Although mental health ratings in this study were not statistically significant, students did report an overall decline in mental health due to spending more time in isolation and much less time interacting with their peers, friends, and families as often as they did pre-pandemic. This feedback is consistent with previous literature that shows students during COVID-19 often feel detached from friends and family [10, 11]. This overall decline in mental health could be in part due to the shutdown of stress-relieving facilities such as gyms, clubs, movie theaters, etc. The Kirk Kerkorian School of Medicine at UNLV attempted to address this by hosting weekly outdoor lunches, increasing availability of virtual counseling sessions, and offering online “coffee dates” with faculty. Although these services were increased during COVID-19, they have always been available and utilized by previous classes. This might explain why there was no significant difference in overall mental health ratings between the COVID and pre-COVID cohorts. Future studies should evaluate which aspects of mental health were specifically affected by COVID-19 and should explore strategies on how to minimize the feeling of isolation for students who are taking classes online. Going forward, schools that switch to online learning should ensure that students have ways to continue interacting with faculty members and other students. These schools should also make sure they are regularly following up with their students and offer a variety of mental health services.

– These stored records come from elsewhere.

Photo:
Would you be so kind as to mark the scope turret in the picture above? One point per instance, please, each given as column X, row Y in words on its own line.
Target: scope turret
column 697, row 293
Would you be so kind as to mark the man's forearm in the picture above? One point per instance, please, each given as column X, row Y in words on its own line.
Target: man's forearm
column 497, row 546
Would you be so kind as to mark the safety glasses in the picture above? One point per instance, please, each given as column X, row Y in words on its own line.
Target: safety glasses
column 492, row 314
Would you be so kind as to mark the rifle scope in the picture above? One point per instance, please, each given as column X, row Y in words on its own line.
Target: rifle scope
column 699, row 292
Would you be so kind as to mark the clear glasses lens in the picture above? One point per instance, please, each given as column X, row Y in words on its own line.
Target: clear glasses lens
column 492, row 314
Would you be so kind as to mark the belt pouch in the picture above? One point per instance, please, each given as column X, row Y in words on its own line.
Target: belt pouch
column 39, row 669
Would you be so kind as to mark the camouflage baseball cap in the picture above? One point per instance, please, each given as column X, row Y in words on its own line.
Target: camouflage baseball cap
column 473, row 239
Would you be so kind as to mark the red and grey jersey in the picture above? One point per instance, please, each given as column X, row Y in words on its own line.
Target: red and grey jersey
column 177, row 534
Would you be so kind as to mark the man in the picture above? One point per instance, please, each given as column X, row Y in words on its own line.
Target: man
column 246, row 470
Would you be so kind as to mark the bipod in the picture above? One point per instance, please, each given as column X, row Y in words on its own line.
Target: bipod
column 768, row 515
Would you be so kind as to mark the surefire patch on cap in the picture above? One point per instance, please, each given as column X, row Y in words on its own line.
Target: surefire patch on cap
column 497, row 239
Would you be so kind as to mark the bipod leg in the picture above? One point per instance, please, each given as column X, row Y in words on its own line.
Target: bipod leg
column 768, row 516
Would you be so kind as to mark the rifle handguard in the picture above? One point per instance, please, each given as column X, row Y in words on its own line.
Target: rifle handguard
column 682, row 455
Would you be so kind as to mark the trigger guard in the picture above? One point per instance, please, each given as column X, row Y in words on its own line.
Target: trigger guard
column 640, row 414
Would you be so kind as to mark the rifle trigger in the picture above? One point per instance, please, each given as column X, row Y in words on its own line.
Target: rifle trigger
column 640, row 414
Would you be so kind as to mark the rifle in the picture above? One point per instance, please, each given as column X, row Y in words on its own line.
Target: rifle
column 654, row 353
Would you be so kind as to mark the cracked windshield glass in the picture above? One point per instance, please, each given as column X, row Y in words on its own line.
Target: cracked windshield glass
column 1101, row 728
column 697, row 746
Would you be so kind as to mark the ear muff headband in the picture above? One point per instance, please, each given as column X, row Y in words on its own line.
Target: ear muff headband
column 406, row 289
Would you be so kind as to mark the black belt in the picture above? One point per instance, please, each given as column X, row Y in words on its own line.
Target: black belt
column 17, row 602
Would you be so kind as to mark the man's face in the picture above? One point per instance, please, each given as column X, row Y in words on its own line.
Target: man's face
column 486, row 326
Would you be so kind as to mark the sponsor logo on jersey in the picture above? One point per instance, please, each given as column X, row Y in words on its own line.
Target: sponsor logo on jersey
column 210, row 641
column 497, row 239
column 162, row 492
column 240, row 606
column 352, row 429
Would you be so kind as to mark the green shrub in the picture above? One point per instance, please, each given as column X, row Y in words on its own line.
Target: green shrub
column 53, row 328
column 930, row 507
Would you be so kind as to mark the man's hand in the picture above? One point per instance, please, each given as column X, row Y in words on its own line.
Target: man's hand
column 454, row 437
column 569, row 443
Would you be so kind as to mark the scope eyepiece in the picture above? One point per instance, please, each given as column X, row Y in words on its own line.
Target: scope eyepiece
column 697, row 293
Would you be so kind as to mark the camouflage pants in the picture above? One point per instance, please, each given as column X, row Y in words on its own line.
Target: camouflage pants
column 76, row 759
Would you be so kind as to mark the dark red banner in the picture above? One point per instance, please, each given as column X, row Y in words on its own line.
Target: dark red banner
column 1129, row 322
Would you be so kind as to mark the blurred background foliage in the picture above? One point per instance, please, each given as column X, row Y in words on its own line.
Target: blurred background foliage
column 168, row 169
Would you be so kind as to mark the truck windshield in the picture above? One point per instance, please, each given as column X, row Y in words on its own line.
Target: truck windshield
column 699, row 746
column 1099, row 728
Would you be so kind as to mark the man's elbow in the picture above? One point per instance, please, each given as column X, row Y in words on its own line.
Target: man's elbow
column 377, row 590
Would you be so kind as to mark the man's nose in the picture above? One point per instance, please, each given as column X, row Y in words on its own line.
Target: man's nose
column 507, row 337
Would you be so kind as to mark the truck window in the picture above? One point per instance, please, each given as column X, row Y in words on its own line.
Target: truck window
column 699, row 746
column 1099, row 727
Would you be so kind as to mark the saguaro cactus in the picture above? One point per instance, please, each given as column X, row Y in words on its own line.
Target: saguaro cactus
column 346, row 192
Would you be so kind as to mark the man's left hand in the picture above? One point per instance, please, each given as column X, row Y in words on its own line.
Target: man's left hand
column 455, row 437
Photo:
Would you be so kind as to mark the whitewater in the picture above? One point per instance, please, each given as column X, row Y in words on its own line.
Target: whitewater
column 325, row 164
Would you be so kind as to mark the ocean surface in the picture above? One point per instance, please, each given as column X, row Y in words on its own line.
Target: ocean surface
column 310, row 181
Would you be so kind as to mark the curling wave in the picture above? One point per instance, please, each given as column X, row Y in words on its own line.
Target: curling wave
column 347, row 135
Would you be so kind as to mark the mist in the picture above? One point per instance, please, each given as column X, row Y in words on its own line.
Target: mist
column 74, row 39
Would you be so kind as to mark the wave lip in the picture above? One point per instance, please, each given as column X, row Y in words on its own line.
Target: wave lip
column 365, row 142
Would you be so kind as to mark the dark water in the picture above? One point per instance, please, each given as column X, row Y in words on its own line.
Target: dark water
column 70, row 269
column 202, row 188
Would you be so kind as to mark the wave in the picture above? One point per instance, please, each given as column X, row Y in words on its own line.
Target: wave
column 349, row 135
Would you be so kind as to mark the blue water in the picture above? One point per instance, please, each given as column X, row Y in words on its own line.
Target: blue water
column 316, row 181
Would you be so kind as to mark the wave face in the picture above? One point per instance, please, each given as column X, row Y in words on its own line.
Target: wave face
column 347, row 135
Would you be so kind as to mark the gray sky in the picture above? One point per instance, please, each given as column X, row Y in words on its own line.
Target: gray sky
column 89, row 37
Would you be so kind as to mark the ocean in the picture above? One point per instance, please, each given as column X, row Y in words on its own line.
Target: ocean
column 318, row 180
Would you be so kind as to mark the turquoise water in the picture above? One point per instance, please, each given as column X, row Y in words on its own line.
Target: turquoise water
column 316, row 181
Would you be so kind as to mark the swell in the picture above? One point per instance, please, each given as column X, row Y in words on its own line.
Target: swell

Barriers to Online Learning

Several barriers to online learning contributed to students’ overall negative experience. These barriers were similar to ones assessed in previous studies and included unstable Internet connection, server outages, and content not being uploaded on time [6, 7]. Those with less reliable Internet access reported difficulty loading virtual conference calls for PBL, attending online live lectures, and streaming pre-recorded videos. These technical difficulties made it challenging for students to feel engaged and to learn without interruption. In the future, schools who are considering switching to online learning should make sure all students have access to reliable Internet and upload education material ahead of time. Furthermore, many students reported concerns with not being able to learn and practice clinical skills in-person. Although the clinical skills course was taught online, students felt they were not adequately prepared to conduct patient physical exams, including listening to lung and heart sounds. This lack of hands-on training potentially poses a risk of medical students being unprepared for their clerkships once they complete their preclinical years.

Study Limitations

Limitations of this study include that it is a single-institution study. Similar studies will need to be conducted at other medical schools to determine the generalizability of the results. Furthermore, the authors did not gather pre-matriculation data, such as GPAs and MCAT scores, which would have provided relative academic aptitude between cohorts. According to the AAMC FACTS Application and Matriculation Data, nationwide averages in accepted MCAT and GPAs do not vary significantly from 2017 to 2021. We believe this consistency is applicable to the Kirk Kerkorian School of Medicine at UNLV, though this does remain a limitation. Finally, we note some limitations in the form of recall bias, due to survey items requiring participants to remember past experiences, as well as with selection bias since responses were voluntarily collected.

Conclusion

Our study shows that during the COVID-19 pandemic, medical students at Kirk Kerkorian School of Medicine at UNLV have demonstrated decreased exam performance, study more at home, and have poorer relationships with their peers and faculty. Looking at all the variables, it is likely relationships exist between them. For example, study location and relationships may contribute to academic performance. Future studies are needed to determine if the next cohort, which has returned to pre-COVID in-person learning without any updates to their curriculum, will demonstrate academic performance and interpersonal behavior more similar to the COVID cohort or the pre-COVID cohort.